Freddie Mac released its monthly Outlook for March forecasting that total home sales, housing starts and house prices will reach their highest levels since 2006 despite inventory and affordability challenges.
The Outlook report showed that Freddie Mac expects the 30-year mortgage rate to remain very attractive throughout the spring homebuying season, staying below 4 percent until the second half of the year. It forecasts combined multifamily and single-family housing starts to increase 200,000 units to 1.3 million in 2016 and home prices to continue to rise, but at a moderating pace, with annual house price appreciation slowing to 4.8 percent in 2016.
Finally, it increased the full-year 2016 total mortgage originations forecast by $70 billion to $1.65 billion because of higher expected house prices.
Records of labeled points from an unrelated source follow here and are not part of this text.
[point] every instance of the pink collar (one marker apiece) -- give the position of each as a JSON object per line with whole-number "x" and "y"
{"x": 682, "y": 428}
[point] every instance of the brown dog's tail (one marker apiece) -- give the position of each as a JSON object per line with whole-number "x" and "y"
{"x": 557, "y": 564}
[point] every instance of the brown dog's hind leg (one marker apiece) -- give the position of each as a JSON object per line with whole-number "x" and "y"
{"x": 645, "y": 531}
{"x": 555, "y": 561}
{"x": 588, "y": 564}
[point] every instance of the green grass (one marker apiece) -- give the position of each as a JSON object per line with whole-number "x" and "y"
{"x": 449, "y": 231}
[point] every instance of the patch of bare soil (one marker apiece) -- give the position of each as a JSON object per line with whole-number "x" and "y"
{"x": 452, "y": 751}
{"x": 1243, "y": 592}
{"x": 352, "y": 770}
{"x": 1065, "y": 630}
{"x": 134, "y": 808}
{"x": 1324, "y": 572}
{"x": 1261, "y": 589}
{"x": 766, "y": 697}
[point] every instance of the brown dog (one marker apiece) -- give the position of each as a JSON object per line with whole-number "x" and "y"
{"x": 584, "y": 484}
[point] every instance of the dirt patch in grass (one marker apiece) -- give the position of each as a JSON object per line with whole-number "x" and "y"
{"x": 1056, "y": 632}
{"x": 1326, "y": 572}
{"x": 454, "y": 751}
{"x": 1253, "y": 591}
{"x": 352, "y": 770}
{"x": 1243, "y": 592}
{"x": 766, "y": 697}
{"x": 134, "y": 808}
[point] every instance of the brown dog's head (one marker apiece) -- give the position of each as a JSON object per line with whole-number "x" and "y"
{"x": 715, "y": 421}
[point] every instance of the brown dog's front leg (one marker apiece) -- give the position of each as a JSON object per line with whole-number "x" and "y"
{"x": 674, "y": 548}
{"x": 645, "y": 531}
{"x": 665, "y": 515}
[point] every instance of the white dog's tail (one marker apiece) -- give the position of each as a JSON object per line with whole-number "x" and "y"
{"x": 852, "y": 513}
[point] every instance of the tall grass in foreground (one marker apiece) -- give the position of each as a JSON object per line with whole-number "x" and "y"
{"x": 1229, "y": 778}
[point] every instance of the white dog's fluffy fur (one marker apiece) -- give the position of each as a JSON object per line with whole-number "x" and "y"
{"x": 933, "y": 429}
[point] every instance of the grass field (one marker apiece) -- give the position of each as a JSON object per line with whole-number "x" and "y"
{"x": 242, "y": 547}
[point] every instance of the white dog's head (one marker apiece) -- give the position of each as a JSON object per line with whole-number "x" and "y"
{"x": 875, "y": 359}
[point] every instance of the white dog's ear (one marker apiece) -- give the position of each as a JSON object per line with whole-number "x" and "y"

“Housing markets are poised for their best year in a decade,” Freddie Mac Chief Economist Sean Becketti said. “In our latest forecast, total home sales, housing starts, and house prices will reach their highest levels since 2006. Low mortgage rates, robust job growth and a gradual increase in housing supply will help drive housing markets forward. Low levels of inventory for-sale and for-rent and declining housing affordability will be major challenges, but on balance the nation’s housing markets should sustain their momentum from 2015 into 2016 and 2017."
Freddie Mac was established by Congress in 1970 to provide liquidity, stability and affordability to the nation’s residential mortgage markets.